Permanent of bipartite graphs in terms of determinants
Surabhi Chakrabartty, Ranveer Singh
TL;DR
The paper derives a general formula expressing the permanent of a bipartite graph in terms of determinants of reduced subgraphs obtained by removing the vertices of vertex-disjoint $4k$-cycles. The central result is that, for a bipartite graph with $n$ even and maximum number $m$ of disjoint $4k$-cycles, $\mathrm{per}(G) = (-1)^{n/2} \sum_{z=0}^{m} \frac{4^z}{z!} \sum_{T_z} \det(G \setminus T_z)$, where the inner sum ranges over ordered tuples of $z$ mutually vertex-disjoint $4k$-cycles and $G \setminus T_z$ is the graph obtained by removing the corresponding vertices. A key corollary is that if the graph is $4k$-cycle-free, then $\mathrm{per}(G) = (-1)^{n/2} \det(G)$, i.e., $|\mathrm{per}(G)|=|\det(G)|$. The authors discuss computational implications, particularly for counting perfect matchings and for identifying graph classes (e.g., bipartite cactus graphs) where the cycle enumeration is tractable, while acknowledging that enumerating all short cycles remains NP-hard in general. The work situates itself within the Pólya permanent problem and related Pfaffian techniques, and suggests future exploration of graph families for efficient application of the determinant-based formula.
Abstract
Computing the permanent of a $(0,1)$-matrix is a well-known $\#P$-complete problem.
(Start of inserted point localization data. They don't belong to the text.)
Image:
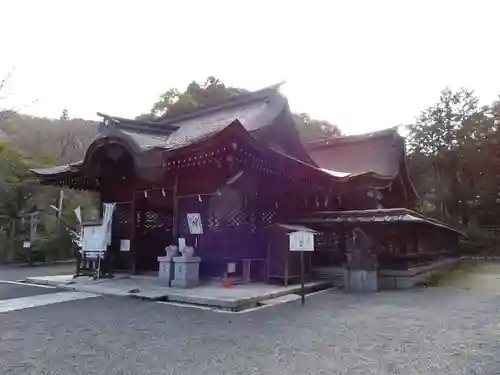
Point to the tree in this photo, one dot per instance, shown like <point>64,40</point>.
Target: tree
<point>17,189</point>
<point>455,157</point>
<point>212,91</point>
<point>310,129</point>
<point>64,115</point>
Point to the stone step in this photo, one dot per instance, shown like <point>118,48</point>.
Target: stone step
<point>281,299</point>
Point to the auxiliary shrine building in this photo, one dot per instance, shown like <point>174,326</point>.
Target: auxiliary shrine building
<point>241,168</point>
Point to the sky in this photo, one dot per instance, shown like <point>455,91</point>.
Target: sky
<point>363,65</point>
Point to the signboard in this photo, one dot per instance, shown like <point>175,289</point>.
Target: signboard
<point>124,245</point>
<point>301,241</point>
<point>194,223</point>
<point>93,238</point>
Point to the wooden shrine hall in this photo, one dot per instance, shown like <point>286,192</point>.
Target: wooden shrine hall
<point>242,170</point>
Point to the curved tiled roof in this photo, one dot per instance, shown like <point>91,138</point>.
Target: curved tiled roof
<point>378,153</point>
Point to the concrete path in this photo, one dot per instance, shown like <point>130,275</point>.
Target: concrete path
<point>238,297</point>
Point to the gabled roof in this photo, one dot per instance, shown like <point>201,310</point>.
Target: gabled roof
<point>264,113</point>
<point>388,215</point>
<point>378,153</point>
<point>375,159</point>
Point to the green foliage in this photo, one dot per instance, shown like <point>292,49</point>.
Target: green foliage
<point>174,102</point>
<point>455,159</point>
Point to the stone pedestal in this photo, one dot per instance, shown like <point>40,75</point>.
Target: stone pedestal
<point>361,281</point>
<point>186,272</point>
<point>165,270</point>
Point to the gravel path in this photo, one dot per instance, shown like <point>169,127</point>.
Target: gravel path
<point>433,331</point>
<point>17,272</point>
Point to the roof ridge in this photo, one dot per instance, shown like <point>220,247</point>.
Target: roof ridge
<point>343,139</point>
<point>237,100</point>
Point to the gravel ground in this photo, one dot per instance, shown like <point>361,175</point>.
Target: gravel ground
<point>433,331</point>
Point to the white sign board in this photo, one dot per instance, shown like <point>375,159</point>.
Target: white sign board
<point>301,241</point>
<point>194,222</point>
<point>124,245</point>
<point>93,238</point>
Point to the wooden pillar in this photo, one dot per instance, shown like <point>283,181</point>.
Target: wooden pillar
<point>175,210</point>
<point>133,245</point>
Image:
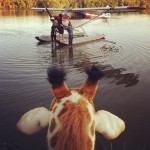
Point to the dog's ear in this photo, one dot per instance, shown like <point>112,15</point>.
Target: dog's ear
<point>109,125</point>
<point>89,86</point>
<point>56,77</point>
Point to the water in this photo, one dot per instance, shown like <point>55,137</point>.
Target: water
<point>124,56</point>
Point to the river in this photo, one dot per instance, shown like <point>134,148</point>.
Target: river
<point>124,56</point>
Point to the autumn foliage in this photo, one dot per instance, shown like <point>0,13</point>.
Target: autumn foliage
<point>26,4</point>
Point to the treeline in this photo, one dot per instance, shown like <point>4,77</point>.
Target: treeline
<point>26,4</point>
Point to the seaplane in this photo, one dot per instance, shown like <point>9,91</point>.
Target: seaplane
<point>90,14</point>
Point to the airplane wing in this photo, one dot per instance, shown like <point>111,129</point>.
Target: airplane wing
<point>107,9</point>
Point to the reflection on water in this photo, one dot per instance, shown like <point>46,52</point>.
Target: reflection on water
<point>124,56</point>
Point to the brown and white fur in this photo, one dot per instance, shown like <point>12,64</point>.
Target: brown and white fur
<point>72,118</point>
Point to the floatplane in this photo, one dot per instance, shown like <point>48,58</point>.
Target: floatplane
<point>83,13</point>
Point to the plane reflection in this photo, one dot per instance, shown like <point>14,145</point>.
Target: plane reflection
<point>64,56</point>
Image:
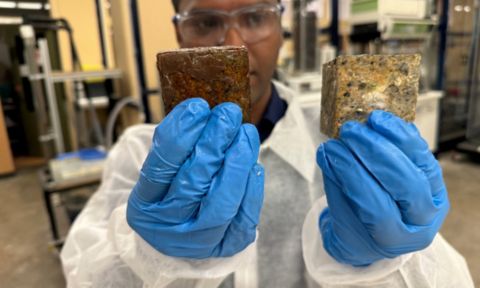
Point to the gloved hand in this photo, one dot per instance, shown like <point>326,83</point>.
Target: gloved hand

In this paper, we present an expression for the permanent of a bipartite graph in terms of the determinant of the graph and its subgraphs, obtained by successively removing rows and columns corresponding to vertices involved in vertex-disjoint $4k$-cycles. Our formula establishes a general relationship between the permanent and the determinant for any bipartite graph. Since computing the permanent of a biadjacency matrix is equivalent to counting the number of its perfect matchings, this approach also provides a more efficient method for counting perfect matchings in certain types of bipartite graphs.